Foreign investors retreat amid blackout
In April 2024, foreign investors sold off over $2 billion worth of Chinese stocks in just two weeks. In response, the Shanghai and Shenzhen stock exchanges halted real-time publication of foreign investment flows, citing alignment with international norms. After the data blackout, the CSI 300 Index continued to fall for four consecutive months, prompting authorities to announce emergency stimulus measures in September.
Despite attempts to reassure markets, transparency continues to erode. Wind Information, a leading Chinese data provider, restricted international access to retail sales and land-auction records starting in 2023. As a result, economists in Hong Kong reported having to cross into mainland China just to obtain critical data files.
Censorship extends beyond economics
The information blackout is not limited to core economic indicators. In early 2023, China stopped publishing cremation data, a key signal for estimating Covid-19 deaths following the end of its zero-Covid policy. Analysts had estimated fatalities from the policy reversal could range between 1.3 million and 2.1 million.

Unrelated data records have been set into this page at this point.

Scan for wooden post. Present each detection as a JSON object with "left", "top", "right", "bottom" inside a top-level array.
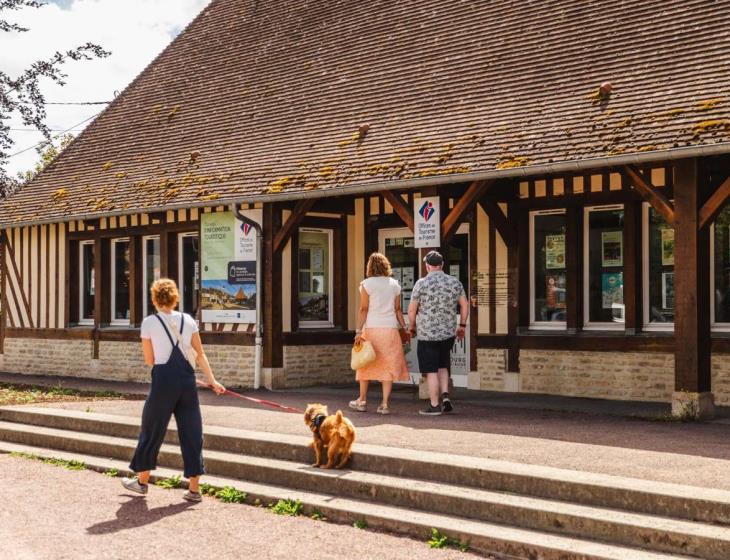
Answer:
[
  {"left": 262, "top": 203, "right": 284, "bottom": 380},
  {"left": 672, "top": 159, "right": 713, "bottom": 417}
]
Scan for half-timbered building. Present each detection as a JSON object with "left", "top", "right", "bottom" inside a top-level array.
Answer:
[{"left": 0, "top": 0, "right": 730, "bottom": 414}]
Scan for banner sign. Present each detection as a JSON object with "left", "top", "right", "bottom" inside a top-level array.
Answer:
[
  {"left": 413, "top": 197, "right": 441, "bottom": 249},
  {"left": 200, "top": 210, "right": 261, "bottom": 323}
]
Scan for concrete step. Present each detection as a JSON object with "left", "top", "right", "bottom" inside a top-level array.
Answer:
[
  {"left": 0, "top": 441, "right": 692, "bottom": 560},
  {"left": 0, "top": 421, "right": 730, "bottom": 560},
  {"left": 0, "top": 407, "right": 730, "bottom": 524}
]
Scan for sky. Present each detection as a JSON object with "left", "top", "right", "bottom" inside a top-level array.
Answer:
[{"left": 0, "top": 0, "right": 210, "bottom": 175}]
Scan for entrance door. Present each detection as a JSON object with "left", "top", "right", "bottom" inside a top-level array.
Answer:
[{"left": 378, "top": 224, "right": 470, "bottom": 387}]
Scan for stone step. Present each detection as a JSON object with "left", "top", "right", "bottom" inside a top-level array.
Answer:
[
  {"left": 0, "top": 407, "right": 730, "bottom": 524},
  {"left": 0, "top": 421, "right": 730, "bottom": 560},
  {"left": 0, "top": 441, "right": 692, "bottom": 560}
]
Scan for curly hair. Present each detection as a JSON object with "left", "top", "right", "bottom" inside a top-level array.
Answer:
[
  {"left": 150, "top": 278, "right": 180, "bottom": 309},
  {"left": 365, "top": 253, "right": 393, "bottom": 278}
]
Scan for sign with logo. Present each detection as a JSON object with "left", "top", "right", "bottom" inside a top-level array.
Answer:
[
  {"left": 413, "top": 197, "right": 441, "bottom": 248},
  {"left": 200, "top": 210, "right": 261, "bottom": 323}
]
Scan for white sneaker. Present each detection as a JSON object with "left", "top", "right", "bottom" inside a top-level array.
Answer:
[{"left": 122, "top": 476, "right": 149, "bottom": 495}]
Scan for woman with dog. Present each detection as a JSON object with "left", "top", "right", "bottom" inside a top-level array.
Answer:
[
  {"left": 350, "top": 253, "right": 408, "bottom": 414},
  {"left": 122, "top": 278, "right": 226, "bottom": 502}
]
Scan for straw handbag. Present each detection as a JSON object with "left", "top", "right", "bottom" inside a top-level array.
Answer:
[{"left": 350, "top": 340, "right": 375, "bottom": 370}]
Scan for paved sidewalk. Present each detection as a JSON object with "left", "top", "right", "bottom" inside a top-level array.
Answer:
[
  {"left": 5, "top": 377, "right": 730, "bottom": 490},
  {"left": 0, "top": 455, "right": 480, "bottom": 560}
]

Likewise, indicators of social and demographic health have vanished. The government discontinued the publication of data on tuberculosis vaccines administered—a proxy for birth rates used by demographers skeptical of official birth figures. In 2020, only 5.4 million such vaccines were recorded, yet authorities claimed over 12 million births. The discrepancy fueled further doubt.

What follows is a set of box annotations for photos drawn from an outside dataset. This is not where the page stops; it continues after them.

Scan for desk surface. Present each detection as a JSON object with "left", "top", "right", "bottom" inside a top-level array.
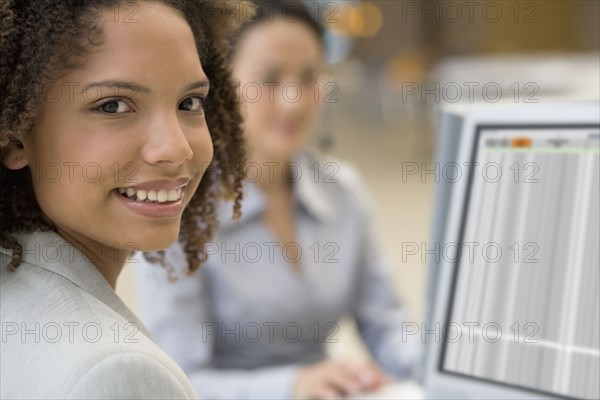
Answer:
[{"left": 348, "top": 381, "right": 425, "bottom": 400}]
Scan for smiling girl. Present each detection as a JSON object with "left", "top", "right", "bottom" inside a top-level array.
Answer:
[{"left": 0, "top": 0, "right": 251, "bottom": 399}]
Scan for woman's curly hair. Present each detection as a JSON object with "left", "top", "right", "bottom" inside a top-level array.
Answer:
[{"left": 0, "top": 0, "right": 254, "bottom": 274}]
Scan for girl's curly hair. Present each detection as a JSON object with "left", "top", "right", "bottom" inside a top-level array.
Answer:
[{"left": 0, "top": 0, "right": 254, "bottom": 274}]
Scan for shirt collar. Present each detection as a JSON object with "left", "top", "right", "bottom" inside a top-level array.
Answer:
[
  {"left": 6, "top": 231, "right": 152, "bottom": 337},
  {"left": 219, "top": 152, "right": 335, "bottom": 229}
]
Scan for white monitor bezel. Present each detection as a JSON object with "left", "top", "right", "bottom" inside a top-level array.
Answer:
[{"left": 425, "top": 103, "right": 600, "bottom": 399}]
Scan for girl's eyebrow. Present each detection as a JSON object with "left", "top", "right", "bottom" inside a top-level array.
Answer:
[{"left": 81, "top": 79, "right": 210, "bottom": 96}]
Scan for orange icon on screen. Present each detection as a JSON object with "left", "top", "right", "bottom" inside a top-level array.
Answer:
[{"left": 511, "top": 137, "right": 531, "bottom": 147}]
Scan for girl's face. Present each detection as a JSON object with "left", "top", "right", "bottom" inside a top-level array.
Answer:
[
  {"left": 12, "top": 2, "right": 213, "bottom": 251},
  {"left": 233, "top": 19, "right": 323, "bottom": 159}
]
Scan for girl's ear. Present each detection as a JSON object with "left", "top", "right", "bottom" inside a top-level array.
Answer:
[{"left": 2, "top": 141, "right": 29, "bottom": 170}]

Other inexplicable omissions include statistics on elementary school toilet sizes, which stopped in 2022 before resuming briefly, and soy sauce production, last reported in May 2021.
High stakes and growing mistrust
As China suppresses key economic data, its leadership risks alienating the very stakeholders it needs to revive growth: domestic consumers, foreign investors, and international trade partners. Transparency, long a weak point in China’s governance model, has deteriorated at a time when confidence is in short supply.
The data suppression comes as China's rivalry with the U.S. intensifies, particularly in technology, trade, and finance. With middle-class Chinese increasingly worried about job prospects, property values, and education costs, any attempt to control the narrative by hiding facts is likely to backfire.
Beijing's approach may offer short-term political insulation, but the long-term consequences could be severe. If investors, analysts, and citizens alike can no longer trust the numbers, then any narrative built on those numbers will eventually crumble.
In the end, a growing chorus of voices—from foreign banks to Chinese researchers—are relying on alternative sources to fill the vacuum left by vanishing official data. Until transparency returns, the world will continue to scrutinize every dimming light and shuttered shopfront in search of the truth behind China’s economic slowdown.